En una aldea europea, vivía Clarisa, una joven dedicada al conocimiento científico y a la preparación de ungüentos para aliviar diversos dolores. Caminaba por el campo recolectando hierbas silvestres, raíces y flores. Maceraba las plantas en alcohol o las hervía para extraer los ingredientes medicinales.
En el bosque cercano habitaban enanos, a quienes nadie veía durante el día, pues pasaban las horas de luz en madrigueras para protegerse del sol. La radiación solar activaba los pigmentos en su piel, oscureciéndolos y matándolos. Eran artesanos expertos, trabajaban sobre el yunque con los metales con los que elaboraban espadas y armaduras. También se les atribuía el encanto de ser seductores, dueños de antiguos secretos para cautivar a las mujeres con solo mirarlas a los ojos.
Una noche, Clarisa se tropezó con un enano que estaba comenzando su trabajo diario. Había encendido leña en un gran brasero y se disponía a forjar una barra candente de metal en el yunque.
Ella lo miró fijamente, sorprendida. El enano era corpulento y al verla hizo una exagerada reverencia, diciendo:
— Mi nombre es Polibio, a vuestras órdenes. Y por Dios, dejadme acompañaros a vuestra casa. Hay muchos enanos buscando doncellas por el bosque para hacer con ellas los que le dicta el instinto.

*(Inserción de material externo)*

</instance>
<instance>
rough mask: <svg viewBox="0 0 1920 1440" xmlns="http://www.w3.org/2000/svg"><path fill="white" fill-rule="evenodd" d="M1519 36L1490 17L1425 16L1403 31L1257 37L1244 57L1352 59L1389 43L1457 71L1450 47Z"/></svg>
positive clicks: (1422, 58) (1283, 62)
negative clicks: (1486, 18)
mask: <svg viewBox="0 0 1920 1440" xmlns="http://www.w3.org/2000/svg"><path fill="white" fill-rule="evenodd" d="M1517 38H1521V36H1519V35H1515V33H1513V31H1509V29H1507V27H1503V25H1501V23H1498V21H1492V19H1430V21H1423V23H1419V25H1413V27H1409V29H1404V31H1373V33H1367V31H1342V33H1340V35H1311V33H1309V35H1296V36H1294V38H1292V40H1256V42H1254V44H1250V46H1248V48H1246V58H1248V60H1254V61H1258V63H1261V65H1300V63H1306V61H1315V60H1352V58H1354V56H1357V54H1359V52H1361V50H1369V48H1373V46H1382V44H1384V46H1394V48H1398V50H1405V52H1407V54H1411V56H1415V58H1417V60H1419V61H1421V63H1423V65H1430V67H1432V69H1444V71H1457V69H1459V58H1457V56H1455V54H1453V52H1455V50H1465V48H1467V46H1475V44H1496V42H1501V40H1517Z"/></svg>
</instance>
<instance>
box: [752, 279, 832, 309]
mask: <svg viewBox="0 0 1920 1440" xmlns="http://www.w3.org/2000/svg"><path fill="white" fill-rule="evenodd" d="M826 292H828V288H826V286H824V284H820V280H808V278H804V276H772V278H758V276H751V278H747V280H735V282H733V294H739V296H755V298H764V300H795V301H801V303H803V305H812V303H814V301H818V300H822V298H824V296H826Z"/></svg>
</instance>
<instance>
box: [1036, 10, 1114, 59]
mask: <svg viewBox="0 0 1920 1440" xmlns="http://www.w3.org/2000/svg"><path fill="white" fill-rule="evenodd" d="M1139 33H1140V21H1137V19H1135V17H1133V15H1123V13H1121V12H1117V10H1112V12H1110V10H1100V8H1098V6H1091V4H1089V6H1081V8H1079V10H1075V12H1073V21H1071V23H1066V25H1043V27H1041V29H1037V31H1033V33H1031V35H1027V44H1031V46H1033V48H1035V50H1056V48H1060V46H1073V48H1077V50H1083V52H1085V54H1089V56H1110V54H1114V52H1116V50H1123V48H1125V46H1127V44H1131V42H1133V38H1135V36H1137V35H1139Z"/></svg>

Caminaron juntos bajo la luz de la luna. Él quedó encantado con la joven y, en breve, se hicieron amigos. Para que su amigo aumentara de estatura, ella preparó una mezcla con sus hierbas y le recetó que tomara un sorbo por la mañana y otro por la noche. Todo transcurrió bien hasta aquella noche en la que Polibio llegó a la casa de Clarisa, muy enfermo. Aquejado de fiebre, estuvo al borde de la muerte durante días. La muchacha lo curó con cataplasmas de barro y jengibre, y bebidas amargas. Una vez que la fiebre amainó, se levantó de la cama; había crecido más de un metro.
Algunos meses después, llegó a la iglesia del pueblo el Nuncio Papal para cobrar las indulgencias y deleitarse en lo morboso y prohibido. Escuchó atentamente los rumores de la gente acerca de las hechicerías de Clarisa y comprobó que era cierto que el enano había alcanzado la altura de un hombre normal y que se había casado con Clarisa.
Condenada como bruja por la opinión pública, el delegado papal ordenó el máximo acto de fe: arrojarla a las aguas del río. Si flotaba durante unos minutos era bruja; si se hundía y no reaparecía era inocente, injustamente acusada, y en camino al cielo.
En la primavera de 1315, cuando el trigo estaba aún verde, los campesinos de la comarca asistieron al acto de fe del Nuncio Papal. Clarisa fue arrojada al río y, conforme al principio de Arquímedes, flotó. Sacada rápidamente del agua, fue llevada a la hoguera y quemada viva.
Polibio, abrumado por el dolor de perder a su esposa, bebió un brebaje amarillento y amargo, herencia de Clarisa. Y, al convertirse en lobo, provocó la mayor hambruna que se haya visto en toda Europa. Destruyó todas las madrigueras de los conejos, los cuales se esparcieron por el campo comiendo todo lo que encontraron a su paso.